The task of determining the provenance of the manuscripts is complicated by the loss of the original catalogue during the Second World War. Getov has worked hard to establish previous owners, identifying six manuscripts as coming from Mount Athos; several others are from churches in Ohrid and monasteries in Drama and Serres. A note in Bulgarian on gr. 10 tells how, in 1871, “an old man, called Tsvjatko, detached this parchment leaf from a ‘big book’ while painting the house of Etem bey in Veliko Tŭrnovo” (p. 19). One musical codex (gr. 72) was copied by the father of Bulgaria’s First World War prime minister, Vasil Radoslavov, whose signature appears on the flyleaf. The hand of Archimandrite Christophoros Lavriotes is seen in several of these books: in gr. 42 he recorded a dream he had on February 19, 1859, about “a beautiful unveiled woman with unbraided red hair” (p. 115). Two manuscripts feature recipes added by later users for the treatment of snake bites (gr. 65 and gr. 99).

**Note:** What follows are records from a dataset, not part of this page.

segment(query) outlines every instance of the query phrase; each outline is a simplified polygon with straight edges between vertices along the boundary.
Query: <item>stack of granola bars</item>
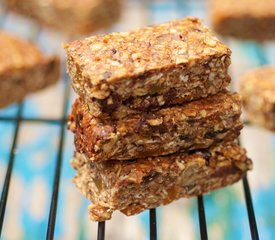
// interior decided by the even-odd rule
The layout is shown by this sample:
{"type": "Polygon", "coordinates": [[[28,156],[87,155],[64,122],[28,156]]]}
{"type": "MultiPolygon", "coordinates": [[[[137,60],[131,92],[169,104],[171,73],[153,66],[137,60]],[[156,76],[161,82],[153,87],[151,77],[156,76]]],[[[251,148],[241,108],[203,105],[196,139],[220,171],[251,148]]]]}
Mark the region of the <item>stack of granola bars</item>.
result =
{"type": "Polygon", "coordinates": [[[241,103],[230,50],[196,18],[65,46],[80,96],[69,116],[74,183],[92,220],[238,181],[252,163],[234,140],[241,103]]]}

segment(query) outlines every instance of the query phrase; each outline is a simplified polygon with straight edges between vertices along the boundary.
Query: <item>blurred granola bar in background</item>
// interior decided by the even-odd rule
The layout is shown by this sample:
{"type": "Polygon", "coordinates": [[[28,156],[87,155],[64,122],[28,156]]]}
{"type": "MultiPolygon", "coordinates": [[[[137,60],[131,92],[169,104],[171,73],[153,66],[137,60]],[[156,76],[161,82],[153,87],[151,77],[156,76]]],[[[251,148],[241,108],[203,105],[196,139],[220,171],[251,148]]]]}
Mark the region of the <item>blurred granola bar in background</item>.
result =
{"type": "Polygon", "coordinates": [[[274,0],[209,0],[214,30],[250,40],[275,39],[274,0]]]}
{"type": "Polygon", "coordinates": [[[9,10],[76,36],[108,28],[120,17],[123,0],[6,0],[9,10]]]}
{"type": "Polygon", "coordinates": [[[0,32],[0,46],[0,107],[58,81],[59,57],[45,57],[34,44],[6,32],[0,32]]]}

With a matching catalogue of the Greek manuscripts at the Patriarchate of Bulgaria,[2] a catalogue of the Greek liturgical manuscripts in the Ivan Dujčev Centre in Sofia,[3] and separate studies of the more important documents in these collections, Getov has rendered an enormous service to the Greek manuscripts of Bulgaria and those who would use them. The publishers are to be thanked for making this high-quality catalogue available at a reasonable price. It should serve as the definitive guide to the Greek holdings of the National Library for its next 150 years.

Notes

[1] D.C. Parker, “Greek Gospel Manuscripts in Bucharest and Sofia,” Bulletin of the John Rylands Library 85.1 (2003), 3–12, which mentions an additional two leaves of gr. 6 and a single thirteenth-century parchment leaf with lections from John 19 and Matthew 28.

[2] D. Getov, A Catalogue of the Greek Manuscripts at the Ecclesiastical Historical and Archival Institute of the Patriarchate of Bulgaria. 2 vols. Transmission des Textes: Catalogues. Turnhout: Brepols, 2014, 2017.

[3] D. Getov, A Catalogue of Greek Liturgical Manuscripts in the “Ivan Dujčev Centre for Slavo-Byzantine Studies”. Orientalia Christiana Analecta 279. Rome: Pontificio Istituto orientale, 2007.